Second Oil Spill in Six Weeks
by Associated Press
PORTLAND, Ore. -- Less than 15 gallons of oil spilled into the Columbia River Monday from a malfunctioning unit at The Dalles Dam - the second such spill in six weeks.
The U.S. Army Corps of Engineers reported that the oil leaked when workers were preparing a generating unit for maintenance.
The crews were not able to contain the spill as it moved into the turbulent waters below the dam and were forced to let it move downstream.
Six weeks ago, about 2,000 gallons of mineral oil containing a cancer-causing compound spilled into the river when a transformer cracked under the weight of the winter cold. About 1,300 gallons were eventually traced downstream from the dam, said Matt Rabe, a spokesman for the Portland district of the U.S. Army Corps.
That oil spill left a rainbow-hued streak 23 miles long as it traveled down the Columbia.
The Corps faced sharp criticism from environmental groups for not announcing the spill until the day after it occurred and for grossly underestimating its volume.
Agency officials initially reported that 75 gallons of oil had leaked into the river - a figure which was then amended to 1,000 gallons, then 2,250 gallons over the subsequent days.
Brent Foster, attorney for Columbia Riverkeeper, called Monday's spill "incredible and disconcerting."
He stressed the earlier spill could have been prevented - and the more recent occurrence is an indication that emergency procedures have not been implemented.
A panel of experts set up by the Corps in February found that the spill could indeed have been prevented.
The panelists concluded that old equipment and lax maintenance and inspection procedures contributed to the Jan. 15 incident.
Foster said that emergency procedures, agreed upon by the Corps in consultation with Columbia Riverkeeper following the January spill, called for the agency to name the maximum volume of the container from which the spill came from at the time of its occurrence.

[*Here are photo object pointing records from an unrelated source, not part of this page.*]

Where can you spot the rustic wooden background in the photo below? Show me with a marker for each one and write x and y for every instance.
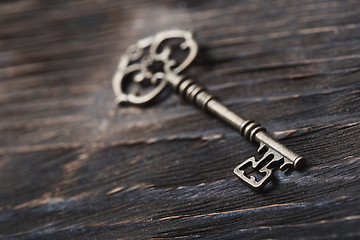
(73, 166)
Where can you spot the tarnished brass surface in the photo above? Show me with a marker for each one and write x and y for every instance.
(152, 62)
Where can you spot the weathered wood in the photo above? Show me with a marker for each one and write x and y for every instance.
(73, 166)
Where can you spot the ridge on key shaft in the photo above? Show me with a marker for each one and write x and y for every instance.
(151, 62)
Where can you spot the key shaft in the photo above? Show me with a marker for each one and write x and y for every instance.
(250, 130)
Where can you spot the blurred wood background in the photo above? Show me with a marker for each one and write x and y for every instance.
(73, 166)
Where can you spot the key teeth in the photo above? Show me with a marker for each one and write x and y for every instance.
(267, 169)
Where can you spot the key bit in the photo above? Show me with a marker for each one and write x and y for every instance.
(151, 60)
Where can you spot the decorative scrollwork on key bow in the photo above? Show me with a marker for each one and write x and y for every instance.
(146, 63)
(154, 62)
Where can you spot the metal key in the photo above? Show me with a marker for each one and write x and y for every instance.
(151, 62)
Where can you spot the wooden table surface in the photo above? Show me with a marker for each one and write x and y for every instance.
(74, 166)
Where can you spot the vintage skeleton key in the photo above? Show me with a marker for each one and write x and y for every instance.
(151, 62)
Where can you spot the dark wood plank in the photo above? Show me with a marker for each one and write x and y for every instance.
(73, 166)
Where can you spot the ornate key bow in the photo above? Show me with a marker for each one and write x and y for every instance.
(153, 63)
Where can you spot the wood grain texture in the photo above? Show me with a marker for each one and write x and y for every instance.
(73, 166)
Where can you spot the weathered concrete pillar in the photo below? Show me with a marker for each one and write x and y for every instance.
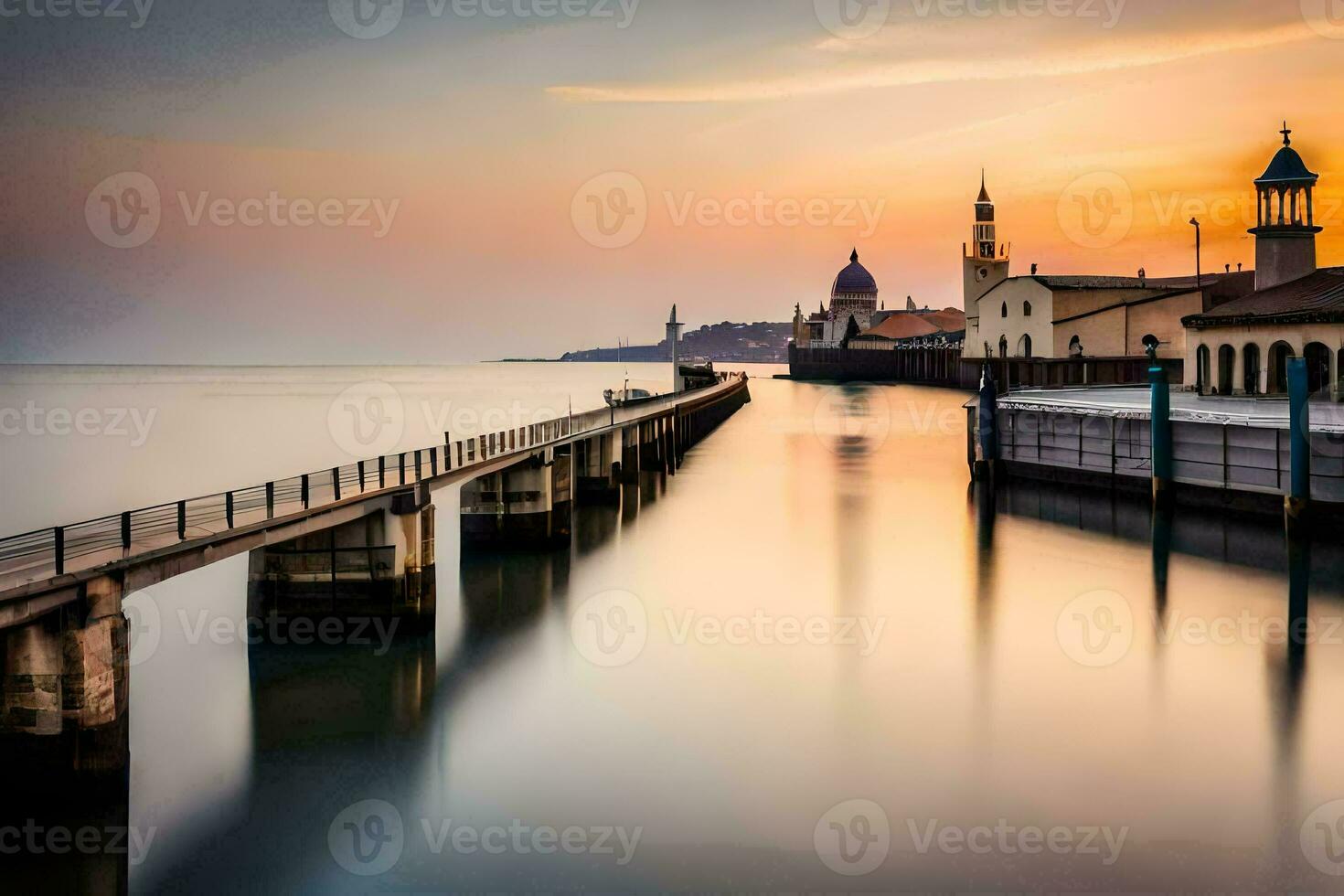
(1164, 463)
(1298, 500)
(528, 506)
(33, 670)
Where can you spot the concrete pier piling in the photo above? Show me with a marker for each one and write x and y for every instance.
(1163, 473)
(986, 458)
(1298, 500)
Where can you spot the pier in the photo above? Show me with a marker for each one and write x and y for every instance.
(352, 540)
(1224, 449)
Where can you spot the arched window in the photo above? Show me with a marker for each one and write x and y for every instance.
(1317, 368)
(1226, 364)
(1250, 368)
(1278, 355)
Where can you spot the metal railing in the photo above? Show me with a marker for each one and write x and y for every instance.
(54, 551)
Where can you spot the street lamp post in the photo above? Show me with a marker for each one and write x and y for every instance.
(1199, 275)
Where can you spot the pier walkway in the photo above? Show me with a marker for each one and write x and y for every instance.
(48, 567)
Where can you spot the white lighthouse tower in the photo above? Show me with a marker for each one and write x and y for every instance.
(675, 344)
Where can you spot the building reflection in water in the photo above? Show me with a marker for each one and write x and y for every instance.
(1207, 534)
(859, 422)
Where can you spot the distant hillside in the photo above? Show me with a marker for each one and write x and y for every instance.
(726, 341)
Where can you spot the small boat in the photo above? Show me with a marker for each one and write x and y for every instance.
(626, 397)
(698, 372)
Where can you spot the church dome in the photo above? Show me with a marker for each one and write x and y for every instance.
(855, 278)
(1286, 166)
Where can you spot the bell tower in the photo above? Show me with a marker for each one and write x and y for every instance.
(986, 240)
(984, 261)
(1285, 235)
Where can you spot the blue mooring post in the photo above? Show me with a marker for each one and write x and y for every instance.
(988, 425)
(1161, 437)
(1297, 503)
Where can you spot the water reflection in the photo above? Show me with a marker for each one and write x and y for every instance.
(728, 753)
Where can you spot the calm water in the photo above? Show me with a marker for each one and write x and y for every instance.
(823, 613)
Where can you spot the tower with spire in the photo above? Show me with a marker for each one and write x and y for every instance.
(986, 237)
(984, 262)
(1285, 231)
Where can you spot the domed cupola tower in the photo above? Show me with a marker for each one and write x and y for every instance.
(852, 294)
(1285, 237)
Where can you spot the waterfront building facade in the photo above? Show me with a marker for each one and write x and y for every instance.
(1243, 346)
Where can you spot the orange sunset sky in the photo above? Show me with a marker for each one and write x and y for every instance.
(477, 132)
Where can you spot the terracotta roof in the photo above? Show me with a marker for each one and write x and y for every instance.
(903, 326)
(948, 321)
(1120, 283)
(1315, 298)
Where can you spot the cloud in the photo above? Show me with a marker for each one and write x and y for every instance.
(1101, 57)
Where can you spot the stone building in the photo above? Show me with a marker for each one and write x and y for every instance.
(1241, 347)
(854, 294)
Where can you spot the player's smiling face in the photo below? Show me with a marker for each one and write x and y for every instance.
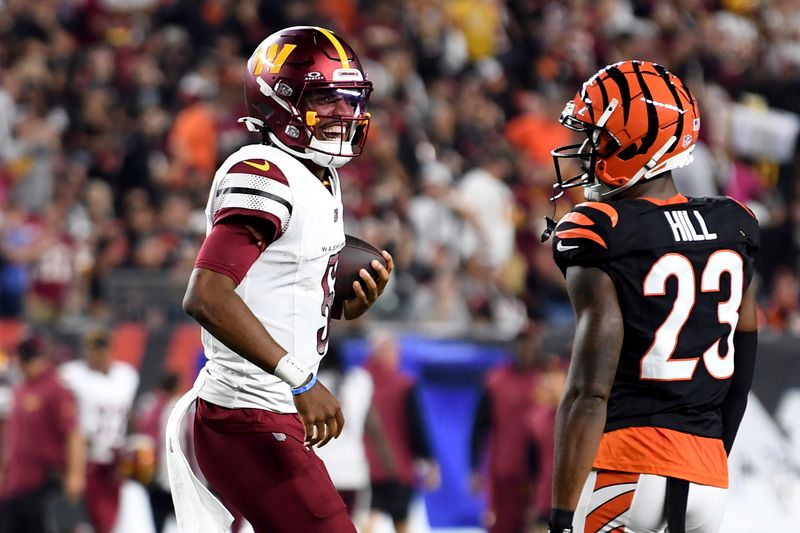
(330, 104)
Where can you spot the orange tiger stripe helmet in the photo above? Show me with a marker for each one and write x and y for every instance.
(640, 121)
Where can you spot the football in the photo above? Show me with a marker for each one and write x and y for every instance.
(355, 255)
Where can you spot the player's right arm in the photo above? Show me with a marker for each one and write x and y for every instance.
(745, 344)
(581, 414)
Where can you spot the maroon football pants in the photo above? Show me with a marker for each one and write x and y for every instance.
(257, 462)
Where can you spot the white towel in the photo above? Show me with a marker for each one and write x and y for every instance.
(196, 509)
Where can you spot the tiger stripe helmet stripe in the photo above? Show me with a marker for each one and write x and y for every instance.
(664, 74)
(652, 114)
(624, 89)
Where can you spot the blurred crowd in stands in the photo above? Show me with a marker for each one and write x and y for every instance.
(115, 113)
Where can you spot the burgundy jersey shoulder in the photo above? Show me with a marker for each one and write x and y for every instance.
(255, 186)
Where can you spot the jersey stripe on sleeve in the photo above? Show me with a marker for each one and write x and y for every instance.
(256, 186)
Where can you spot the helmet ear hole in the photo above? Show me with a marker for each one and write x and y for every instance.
(265, 109)
(628, 152)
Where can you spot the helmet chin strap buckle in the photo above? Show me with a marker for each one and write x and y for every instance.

"We want to know what the worst case scenario is - not what they think got into the river," said Foster, referring to the 15 gallon figure.

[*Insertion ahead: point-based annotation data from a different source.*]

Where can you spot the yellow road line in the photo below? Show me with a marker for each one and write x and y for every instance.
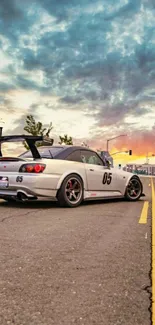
(153, 253)
(143, 217)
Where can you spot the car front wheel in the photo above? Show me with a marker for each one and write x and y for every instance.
(134, 189)
(71, 192)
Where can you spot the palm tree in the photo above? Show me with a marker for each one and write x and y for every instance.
(36, 129)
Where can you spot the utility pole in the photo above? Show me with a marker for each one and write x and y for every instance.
(1, 131)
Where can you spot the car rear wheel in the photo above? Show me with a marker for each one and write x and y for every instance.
(71, 192)
(134, 189)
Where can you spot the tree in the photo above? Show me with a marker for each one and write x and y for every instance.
(36, 129)
(66, 140)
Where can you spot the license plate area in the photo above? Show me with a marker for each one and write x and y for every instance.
(4, 182)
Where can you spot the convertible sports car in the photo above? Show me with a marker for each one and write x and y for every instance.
(67, 174)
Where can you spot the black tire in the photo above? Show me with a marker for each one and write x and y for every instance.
(134, 189)
(71, 186)
(9, 199)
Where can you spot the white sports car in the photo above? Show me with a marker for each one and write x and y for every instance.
(67, 174)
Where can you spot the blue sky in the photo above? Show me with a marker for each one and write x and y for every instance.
(87, 66)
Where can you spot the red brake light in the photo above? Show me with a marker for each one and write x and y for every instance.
(32, 168)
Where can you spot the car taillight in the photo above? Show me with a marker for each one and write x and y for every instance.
(32, 168)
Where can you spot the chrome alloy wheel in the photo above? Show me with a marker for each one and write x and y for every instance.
(73, 190)
(134, 188)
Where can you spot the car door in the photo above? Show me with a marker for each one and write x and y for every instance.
(99, 177)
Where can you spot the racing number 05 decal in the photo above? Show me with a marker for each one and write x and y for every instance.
(107, 178)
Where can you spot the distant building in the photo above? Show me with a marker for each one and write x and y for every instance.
(145, 169)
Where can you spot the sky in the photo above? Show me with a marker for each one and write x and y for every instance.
(87, 66)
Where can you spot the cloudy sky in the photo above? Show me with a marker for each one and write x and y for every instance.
(86, 65)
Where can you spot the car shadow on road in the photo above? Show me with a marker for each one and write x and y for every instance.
(49, 204)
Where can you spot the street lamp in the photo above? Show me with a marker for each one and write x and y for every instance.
(1, 130)
(118, 136)
(1, 127)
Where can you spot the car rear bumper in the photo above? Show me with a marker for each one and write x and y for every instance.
(30, 187)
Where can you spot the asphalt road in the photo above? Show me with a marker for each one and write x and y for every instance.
(89, 265)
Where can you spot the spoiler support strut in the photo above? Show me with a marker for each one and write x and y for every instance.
(30, 140)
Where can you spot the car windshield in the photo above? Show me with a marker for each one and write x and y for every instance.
(47, 152)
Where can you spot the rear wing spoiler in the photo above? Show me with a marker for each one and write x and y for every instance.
(30, 140)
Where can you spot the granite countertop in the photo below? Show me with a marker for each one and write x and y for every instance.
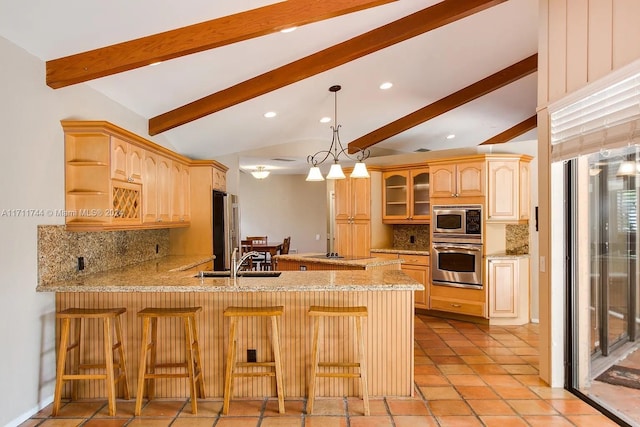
(506, 256)
(403, 250)
(169, 275)
(322, 258)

Rabe said, though, that the 15 gallons were the worst case scenario.
"The 15 is high," he said Tuesday morning. "We believe that a gallon actually got into the river this time. We are figuring high, and we will amend that number as more information becomes available."
In January, the final 2,250 figure was achieved by draining the malfunctioning transformer and calculating how much had been released based on how much volume was left.
"The Corps is still in the process of upgrading its spill response procedures following a Jan. 15 mineral oil spill," Rabe said.